CVDs are the main cause of incapacity and premature death in the whole world. In these circulatory diseases, atherosclerosis is the basis for their progression. However, CVD development does not depend on one factor alone, but on the association of several risk factors, resulting in a synergetic and multiplicative effect. With the high prevalence of risk factors for CVD in the general population, it becomes essential to give special attention to their prevention, detection and correction.
CVD prevention should start during childhood and adolescence with the adoption of healthy habits, since these will be used in adult life. Risk of CVD development can be detected using biomarkers that have been relevant in diagnosis, prognosis and as a therapeutic guide for these disorders. Biomarkers constitute a biological-qualitative and quantitative parameter of physiological changes or pathological processes.
Among biomarkers, CRP, an inflammatory marker, is considered to have bigger clinical relevanceand higher additional prognostic information, being independent of traditional risk factors. Moreover, CRP is an inflammatory mediator in cardiovascular events.
CRP production, together with the increase of other pro-inflammatory cytokines starts during the first stage of the inflammatory process. This shows its role as a risk marker in this process. Moreover, CRP leads to instability of vascular endothelium by reducing NO production, induces LDL oxidation by facilitating LDL entrance in the macrophage, and is involved in destabilization of the fibrous layer of the atheroma. This destabilization occurs through the stimulus of matrix methaloproteinase-1, released with collagen and other proteins degradation, inducing thrombus formation in the endothelial wall and consequently increasing the risk of cardiovascular events.
So, CRP measured by high sensitivity methods in individuals having apparent cardiovascular risk, should be seen not only as an inflammation marker but also as a possible risk factor for CVDs.
High CRP levels can be reduced by the use of several strategies that go from changes in daily habits to the use of several drugs that directly interfere with CRP serum concentration.

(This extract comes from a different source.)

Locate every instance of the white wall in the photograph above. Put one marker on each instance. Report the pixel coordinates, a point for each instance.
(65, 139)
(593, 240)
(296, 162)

In conclusion, the prevalence of high risk individuals for the progression of CVD, points out for the need of strategies with coordinate intervention of several health experts. These strategies should involve prevention, detection and effective treatment of cardiovascular risk factors, contributing in this way to the risk reduction in the population.
It is important the adoption of measures in the population, that potentiate the reduction of the risk of developing this type of disorders, the application of a fast and adequate treatment and the use of secondary prevention measures that will reduce their return.
The Authors declare that there is no conflict of interest.
This research received no specific grant from any funding agency in the public, commercial, or not-for-profit sectors.